Already a Sunday Times bestseller, it was described by the same newspaper as ‘A novel that highlights Macneal's rich imagination and vivid prose,’ and by The Guardian as ‘glittering’ and a work of ‘subtlety and originality.’ 

Elizabeth said ‘I have always been interested in forgotten pieces of history, particularly where lives have been barely recorded, distorted by mis-telling, or eroded over time. It is the fragment that excites me – that scrap of information where my imagination begins to fill in the rest. When I was flicking through a book of Victorian photography, I came across the reproduction of a carte-de-visite. It was captioned ‘Unidentified Bearded Lady, Age 23.’ She was dressed smartly in a veil and corseted gown, holding a book. Her name, written in looping font, had been smudged and lost. Nothing more was said about her. It was this that was the seed behind Circus of Wonders.

Over the weeks that followed, I found many more fragments and pieces of information about Victorian performers, involved in the so-called ‘freak show, a booming industry which traded physical difference as a form of entertainment. There were throwaway references in poems to ladies ‘with skin white as snow,’ but nothing more was said about them. About some personages, there was much more information – for example Charles Stratton, a little person acquired by P.T. Barnum and dubbed ‘Tom Thumb’ who achieved stratospheric fame and wealth. But next to nothing was written in his own voice; rather, his showman, P.T. Barnum, wrote numerous books about his own commercial success and his role in securing Stratton’s renown. How did we know so much about Barnum and so little about those who worked for him? The comparative silence speaks volumes about the power imbalance.

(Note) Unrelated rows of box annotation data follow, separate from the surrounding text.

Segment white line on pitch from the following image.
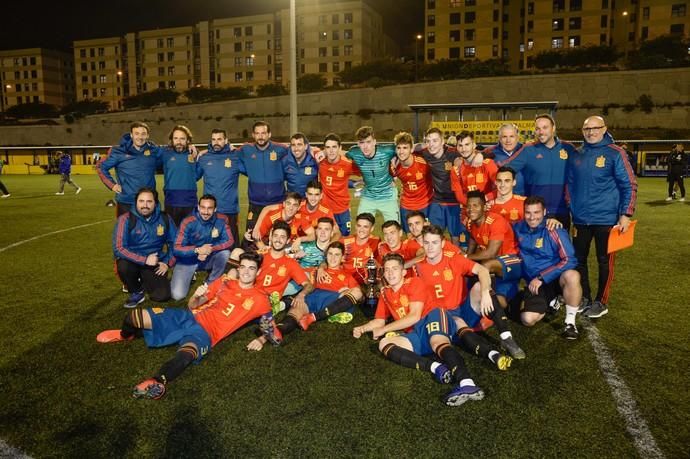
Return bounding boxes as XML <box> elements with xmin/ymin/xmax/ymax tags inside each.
<box><xmin>0</xmin><ymin>219</ymin><xmax>113</xmax><ymax>253</ymax></box>
<box><xmin>583</xmin><ymin>321</ymin><xmax>665</xmax><ymax>458</ymax></box>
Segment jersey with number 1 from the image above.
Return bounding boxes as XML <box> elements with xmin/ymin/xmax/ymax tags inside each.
<box><xmin>414</xmin><ymin>250</ymin><xmax>476</xmax><ymax>309</ymax></box>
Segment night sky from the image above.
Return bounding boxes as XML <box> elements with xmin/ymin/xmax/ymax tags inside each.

From there, I researched and researched and researched. I learned so much about those involved in this Victorian spectacle – and was particularly interested in that complex line between exploitation and empowerment. I filled my house with books about the circus and read many contemporary narratives too. Initially, I thought of writing about real historical figures. But when I sat down to write, it felt like I was invading their privacy – these were real people about whom so many stories had already been spun by media and showmen, their voices silenced and their histories overwritten by those who profited from their lives. And that is when I started writing about Nell – a girl who works in a flower farm in southern England, who finds herself sold to Jasper Jupiter, and from there her fame spreads like wildfire. Storytelling became a central theme of the novel. The novel became about Nell’s quest to tell her own story, unshaped by the showman who bought her. As Nell puts it towards the end of the book, ‘every writer is a thief and a liar.’

I really hope that you enjoy Circus of Wonders.’

Elizabeth’s debut novel, The Doll Factory, won the Caledonia Novel Award in 2018 and has since been translated into 29 languages. It is set in 1850s London, and it is about a young woman who aspires to be an artist, and the man whose obsession may destroy her world forever. It was a Sunday Times bestseller, a Radio 2 Book Club pick, a Radio 4 Book at Bedtime and a Waterstones Book of the Month. It is currently being adapted for a major TV series.

From all at Fettes we wish Elizabeth hugely deserved continued success!